Technical bug bungles New York City's monkeypox vaccine rollout

NEW YORK — New Yorkers struggled mostly in vain to book appointments for one of the city’s scarce monkeypox vaccines Wednesday in a botched roll-out that the health department is blaming on technological glitches.

The hiccup comes as transmission, mostly among gay and bisexual men, has surged in recent weeks. As of Monday, the city had tallied 111 cases of Monkeypox — nearly double to 62 reported last Wednesday, and a 28-percent jump from Friday. The city received nearly 6,000 hotly anticipated vaccines from the federal government that were supposed to go up for grabs Wednesday.

Authorities tapped walk-in clinic chain MedRite to administer the vaccines and operate the website where New Yorkers could schedule an appointment for one. The system was supposed to launch Wednesday afternoon, but some people were able to get access prematurely. It later became inaccessible, and when the city officially opened the portal later in the day, it quickly went down again — prompting frustration, one advocate said.

“We’ve just been waiting for this to drop,” said Michael Donnelly, a data scientist who has been coordinating LGBT New Yorkers in anticipation of the vaccine roll-out. “People were literally asking every day when these vaccines would become available.”

MedRite could not immediately be reached for comment. The health department blamed unspecified technical glitches.

“We are sorry about the issues today with scheduling monkeypox vaccination appointments,” the city health department tweeted Wednesday afternoon. “We are experiencing technical difficulties and will post another update in a few hours about additional appointments.”

People were able to register early by using an old link. When the first 1,000 doses were available at the Chelsea Sexual Health Clinic in Manhattan last month, New Yorkers were given a link to register with MedRite. Two weeks later, people who had registered went back to that same website and were able to successfully book appointments, Donnelly said.

The link originally came from the city, according to Donnelly, who said he has personally spoken with people who got through on Wednesday. The health department pledged to honor those appointments.

It was not immediately clear how many people were able secure a dose amid the glitches. The health department didn’t immediately respond to a question about the figures — or whether the vaccines will be earmarked for first doses. The vaccine is a two-dose regimen that needs to be administered four weeks apart.

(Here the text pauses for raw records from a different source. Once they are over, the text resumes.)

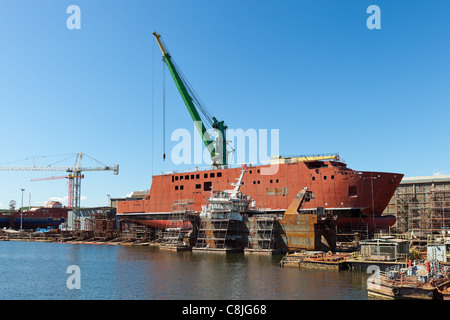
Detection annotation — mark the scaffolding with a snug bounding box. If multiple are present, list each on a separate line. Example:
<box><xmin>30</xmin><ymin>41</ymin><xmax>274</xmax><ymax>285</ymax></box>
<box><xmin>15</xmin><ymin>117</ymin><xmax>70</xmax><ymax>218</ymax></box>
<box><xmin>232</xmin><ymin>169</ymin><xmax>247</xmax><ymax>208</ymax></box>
<box><xmin>337</xmin><ymin>220</ymin><xmax>371</xmax><ymax>244</ymax></box>
<box><xmin>71</xmin><ymin>215</ymin><xmax>92</xmax><ymax>240</ymax></box>
<box><xmin>194</xmin><ymin>219</ymin><xmax>244</xmax><ymax>253</ymax></box>
<box><xmin>392</xmin><ymin>184</ymin><xmax>450</xmax><ymax>235</ymax></box>
<box><xmin>193</xmin><ymin>181</ymin><xmax>249</xmax><ymax>253</ymax></box>
<box><xmin>93</xmin><ymin>209</ymin><xmax>118</xmax><ymax>240</ymax></box>
<box><xmin>118</xmin><ymin>219</ymin><xmax>153</xmax><ymax>243</ymax></box>
<box><xmin>359</xmin><ymin>237</ymin><xmax>410</xmax><ymax>261</ymax></box>
<box><xmin>244</xmin><ymin>214</ymin><xmax>280</xmax><ymax>254</ymax></box>
<box><xmin>159</xmin><ymin>199</ymin><xmax>197</xmax><ymax>250</ymax></box>
<box><xmin>131</xmin><ymin>225</ymin><xmax>151</xmax><ymax>242</ymax></box>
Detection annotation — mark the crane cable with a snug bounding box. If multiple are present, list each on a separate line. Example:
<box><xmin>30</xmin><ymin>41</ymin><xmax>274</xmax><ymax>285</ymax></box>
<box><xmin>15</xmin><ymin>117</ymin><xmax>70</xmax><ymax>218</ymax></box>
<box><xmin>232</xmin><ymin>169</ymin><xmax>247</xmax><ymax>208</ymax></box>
<box><xmin>171</xmin><ymin>58</ymin><xmax>214</xmax><ymax>128</ymax></box>
<box><xmin>151</xmin><ymin>36</ymin><xmax>155</xmax><ymax>176</ymax></box>
<box><xmin>162</xmin><ymin>59</ymin><xmax>166</xmax><ymax>161</ymax></box>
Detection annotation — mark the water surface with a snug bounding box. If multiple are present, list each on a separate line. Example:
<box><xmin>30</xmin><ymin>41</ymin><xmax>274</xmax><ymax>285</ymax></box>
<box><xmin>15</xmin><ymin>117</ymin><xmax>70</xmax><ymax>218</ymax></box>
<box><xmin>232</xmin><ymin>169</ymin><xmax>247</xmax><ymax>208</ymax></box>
<box><xmin>0</xmin><ymin>241</ymin><xmax>371</xmax><ymax>300</ymax></box>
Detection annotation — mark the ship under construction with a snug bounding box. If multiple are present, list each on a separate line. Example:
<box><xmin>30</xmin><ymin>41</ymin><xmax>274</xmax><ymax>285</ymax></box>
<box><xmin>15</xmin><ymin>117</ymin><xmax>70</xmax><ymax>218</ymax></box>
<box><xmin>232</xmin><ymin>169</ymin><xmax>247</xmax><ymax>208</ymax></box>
<box><xmin>117</xmin><ymin>33</ymin><xmax>402</xmax><ymax>237</ymax></box>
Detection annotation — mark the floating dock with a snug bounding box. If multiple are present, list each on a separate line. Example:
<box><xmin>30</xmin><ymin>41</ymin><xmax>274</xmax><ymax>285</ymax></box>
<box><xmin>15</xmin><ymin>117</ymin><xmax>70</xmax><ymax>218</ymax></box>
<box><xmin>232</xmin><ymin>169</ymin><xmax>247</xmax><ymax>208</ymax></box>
<box><xmin>160</xmin><ymin>244</ymin><xmax>192</xmax><ymax>252</ymax></box>
<box><xmin>192</xmin><ymin>246</ymin><xmax>243</xmax><ymax>254</ymax></box>
<box><xmin>279</xmin><ymin>251</ymin><xmax>352</xmax><ymax>270</ymax></box>
<box><xmin>345</xmin><ymin>259</ymin><xmax>405</xmax><ymax>272</ymax></box>
<box><xmin>244</xmin><ymin>248</ymin><xmax>280</xmax><ymax>255</ymax></box>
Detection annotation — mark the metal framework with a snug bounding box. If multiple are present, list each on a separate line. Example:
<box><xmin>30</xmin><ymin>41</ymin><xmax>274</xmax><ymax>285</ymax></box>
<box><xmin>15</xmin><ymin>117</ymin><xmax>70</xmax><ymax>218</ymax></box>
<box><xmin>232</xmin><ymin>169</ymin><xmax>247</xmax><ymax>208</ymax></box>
<box><xmin>386</xmin><ymin>179</ymin><xmax>450</xmax><ymax>235</ymax></box>
<box><xmin>159</xmin><ymin>199</ymin><xmax>196</xmax><ymax>247</ymax></box>
<box><xmin>360</xmin><ymin>238</ymin><xmax>410</xmax><ymax>261</ymax></box>
<box><xmin>245</xmin><ymin>214</ymin><xmax>280</xmax><ymax>253</ymax></box>
<box><xmin>194</xmin><ymin>219</ymin><xmax>245</xmax><ymax>252</ymax></box>
<box><xmin>153</xmin><ymin>32</ymin><xmax>228</xmax><ymax>167</ymax></box>
<box><xmin>0</xmin><ymin>152</ymin><xmax>119</xmax><ymax>230</ymax></box>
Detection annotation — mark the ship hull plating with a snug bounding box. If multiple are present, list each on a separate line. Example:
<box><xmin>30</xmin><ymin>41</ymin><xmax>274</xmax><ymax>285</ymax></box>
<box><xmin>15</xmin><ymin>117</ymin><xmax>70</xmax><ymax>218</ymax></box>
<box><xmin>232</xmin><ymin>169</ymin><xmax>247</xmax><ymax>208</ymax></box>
<box><xmin>117</xmin><ymin>160</ymin><xmax>402</xmax><ymax>231</ymax></box>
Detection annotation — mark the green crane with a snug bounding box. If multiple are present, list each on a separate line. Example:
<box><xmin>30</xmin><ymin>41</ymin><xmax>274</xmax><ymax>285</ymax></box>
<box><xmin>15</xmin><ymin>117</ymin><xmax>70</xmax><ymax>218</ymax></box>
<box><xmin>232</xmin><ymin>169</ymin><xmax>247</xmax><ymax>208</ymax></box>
<box><xmin>153</xmin><ymin>32</ymin><xmax>228</xmax><ymax>167</ymax></box>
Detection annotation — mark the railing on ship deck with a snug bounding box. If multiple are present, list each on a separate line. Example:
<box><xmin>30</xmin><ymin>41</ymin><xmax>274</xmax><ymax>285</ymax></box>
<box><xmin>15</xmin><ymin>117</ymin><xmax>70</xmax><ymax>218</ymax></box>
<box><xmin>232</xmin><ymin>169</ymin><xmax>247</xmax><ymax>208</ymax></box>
<box><xmin>160</xmin><ymin>153</ymin><xmax>340</xmax><ymax>176</ymax></box>
<box><xmin>374</xmin><ymin>265</ymin><xmax>424</xmax><ymax>287</ymax></box>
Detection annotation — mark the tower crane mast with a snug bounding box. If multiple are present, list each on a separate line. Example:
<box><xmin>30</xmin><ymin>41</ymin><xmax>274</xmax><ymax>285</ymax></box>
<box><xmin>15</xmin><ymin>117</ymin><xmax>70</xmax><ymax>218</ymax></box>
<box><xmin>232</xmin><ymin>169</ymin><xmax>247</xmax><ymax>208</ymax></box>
<box><xmin>30</xmin><ymin>174</ymin><xmax>83</xmax><ymax>208</ymax></box>
<box><xmin>0</xmin><ymin>152</ymin><xmax>118</xmax><ymax>212</ymax></box>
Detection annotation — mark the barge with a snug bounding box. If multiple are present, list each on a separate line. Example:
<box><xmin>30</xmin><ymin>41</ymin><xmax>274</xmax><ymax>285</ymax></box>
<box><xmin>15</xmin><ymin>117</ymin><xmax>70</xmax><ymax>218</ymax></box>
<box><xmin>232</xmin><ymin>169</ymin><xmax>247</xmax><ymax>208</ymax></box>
<box><xmin>366</xmin><ymin>260</ymin><xmax>450</xmax><ymax>299</ymax></box>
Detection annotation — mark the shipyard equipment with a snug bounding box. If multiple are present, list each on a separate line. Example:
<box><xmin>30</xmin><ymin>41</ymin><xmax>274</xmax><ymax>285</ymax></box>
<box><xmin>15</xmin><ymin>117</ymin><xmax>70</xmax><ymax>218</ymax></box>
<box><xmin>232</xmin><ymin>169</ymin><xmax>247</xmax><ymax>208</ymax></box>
<box><xmin>153</xmin><ymin>32</ymin><xmax>228</xmax><ymax>167</ymax></box>
<box><xmin>280</xmin><ymin>187</ymin><xmax>337</xmax><ymax>251</ymax></box>
<box><xmin>30</xmin><ymin>174</ymin><xmax>83</xmax><ymax>208</ymax></box>
<box><xmin>116</xmin><ymin>34</ymin><xmax>403</xmax><ymax>238</ymax></box>
<box><xmin>0</xmin><ymin>152</ymin><xmax>118</xmax><ymax>228</ymax></box>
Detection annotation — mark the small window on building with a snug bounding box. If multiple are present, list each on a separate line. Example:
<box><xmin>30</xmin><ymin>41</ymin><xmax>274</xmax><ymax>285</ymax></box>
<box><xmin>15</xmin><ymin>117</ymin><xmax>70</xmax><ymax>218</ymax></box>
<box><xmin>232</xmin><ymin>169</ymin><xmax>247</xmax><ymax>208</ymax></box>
<box><xmin>191</xmin><ymin>174</ymin><xmax>194</xmax><ymax>179</ymax></box>
<box><xmin>217</xmin><ymin>172</ymin><xmax>222</xmax><ymax>178</ymax></box>
<box><xmin>172</xmin><ymin>176</ymin><xmax>175</xmax><ymax>182</ymax></box>
<box><xmin>196</xmin><ymin>174</ymin><xmax>200</xmax><ymax>179</ymax></box>
<box><xmin>250</xmin><ymin>170</ymin><xmax>252</xmax><ymax>174</ymax></box>
<box><xmin>349</xmin><ymin>186</ymin><xmax>358</xmax><ymax>197</ymax></box>
<box><xmin>331</xmin><ymin>175</ymin><xmax>334</xmax><ymax>179</ymax></box>
<box><xmin>204</xmin><ymin>173</ymin><xmax>208</xmax><ymax>178</ymax></box>
<box><xmin>204</xmin><ymin>181</ymin><xmax>212</xmax><ymax>191</ymax></box>
<box><xmin>253</xmin><ymin>181</ymin><xmax>256</xmax><ymax>184</ymax></box>
<box><xmin>276</xmin><ymin>179</ymin><xmax>279</xmax><ymax>183</ymax></box>
<box><xmin>180</xmin><ymin>185</ymin><xmax>184</xmax><ymax>190</ymax></box>
<box><xmin>180</xmin><ymin>176</ymin><xmax>183</xmax><ymax>180</ymax></box>
<box><xmin>257</xmin><ymin>181</ymin><xmax>260</xmax><ymax>184</ymax></box>
<box><xmin>210</xmin><ymin>173</ymin><xmax>215</xmax><ymax>178</ymax></box>
<box><xmin>196</xmin><ymin>184</ymin><xmax>201</xmax><ymax>189</ymax></box>
<box><xmin>324</xmin><ymin>176</ymin><xmax>327</xmax><ymax>180</ymax></box>
<box><xmin>312</xmin><ymin>177</ymin><xmax>316</xmax><ymax>181</ymax></box>
<box><xmin>175</xmin><ymin>186</ymin><xmax>179</xmax><ymax>190</ymax></box>
<box><xmin>270</xmin><ymin>179</ymin><xmax>273</xmax><ymax>183</ymax></box>
<box><xmin>175</xmin><ymin>176</ymin><xmax>179</xmax><ymax>181</ymax></box>
<box><xmin>257</xmin><ymin>169</ymin><xmax>260</xmax><ymax>173</ymax></box>
<box><xmin>185</xmin><ymin>175</ymin><xmax>189</xmax><ymax>180</ymax></box>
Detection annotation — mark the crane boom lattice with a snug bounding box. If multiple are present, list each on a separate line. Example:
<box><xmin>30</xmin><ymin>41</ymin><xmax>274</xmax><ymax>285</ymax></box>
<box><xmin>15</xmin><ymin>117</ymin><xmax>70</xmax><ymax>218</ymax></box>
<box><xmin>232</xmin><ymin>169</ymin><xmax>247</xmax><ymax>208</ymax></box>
<box><xmin>0</xmin><ymin>152</ymin><xmax>119</xmax><ymax>229</ymax></box>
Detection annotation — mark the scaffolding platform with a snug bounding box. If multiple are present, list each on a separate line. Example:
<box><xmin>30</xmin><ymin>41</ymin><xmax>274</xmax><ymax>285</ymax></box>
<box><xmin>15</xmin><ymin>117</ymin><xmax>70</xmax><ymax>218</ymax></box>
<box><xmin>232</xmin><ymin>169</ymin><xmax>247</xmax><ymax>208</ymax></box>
<box><xmin>244</xmin><ymin>214</ymin><xmax>281</xmax><ymax>255</ymax></box>
<box><xmin>158</xmin><ymin>199</ymin><xmax>198</xmax><ymax>249</ymax></box>
<box><xmin>194</xmin><ymin>219</ymin><xmax>245</xmax><ymax>254</ymax></box>
<box><xmin>387</xmin><ymin>178</ymin><xmax>450</xmax><ymax>236</ymax></box>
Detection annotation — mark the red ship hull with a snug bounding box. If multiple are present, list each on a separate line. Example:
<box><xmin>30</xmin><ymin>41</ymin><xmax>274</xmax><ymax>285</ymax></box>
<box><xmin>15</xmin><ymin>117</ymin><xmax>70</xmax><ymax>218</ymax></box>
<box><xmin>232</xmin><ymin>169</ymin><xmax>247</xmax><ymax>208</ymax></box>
<box><xmin>117</xmin><ymin>160</ymin><xmax>402</xmax><ymax>231</ymax></box>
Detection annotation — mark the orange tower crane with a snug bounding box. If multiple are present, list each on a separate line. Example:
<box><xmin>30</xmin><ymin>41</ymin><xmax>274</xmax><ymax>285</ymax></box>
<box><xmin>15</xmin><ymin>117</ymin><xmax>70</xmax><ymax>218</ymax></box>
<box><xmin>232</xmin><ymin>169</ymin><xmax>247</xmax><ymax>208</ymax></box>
<box><xmin>30</xmin><ymin>174</ymin><xmax>84</xmax><ymax>208</ymax></box>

Monkeypox is a rare infectious disease that is transmitted through close contact and causes painful blisters, among other symptoms. Although anyone can contract the virus, New York City’s outbreak is circulating primarily among men who have sex with men. The first batch of appointments for 1,000 Jynneos vaccines were quickly snatched up by the end of June, and demand has continued to rise, prompting the Biden administration to send doses to states where transmission is high.

Orthopoxvirus, the family monkeypox belongs to, was first suspected in New York City on May 21.

The city health department, which is treating a positive orthopoxvirus case as presumed monkeypox, has recommended that men who have sex with multiple male partners, particularly those who are unknown to the individual, should get vaccinated. Prior to sending the additional 6,000 doses, the federal government recommended that people get vaccinated if they have a known exposure, which may prompt the city health department to update its eligibility criteria.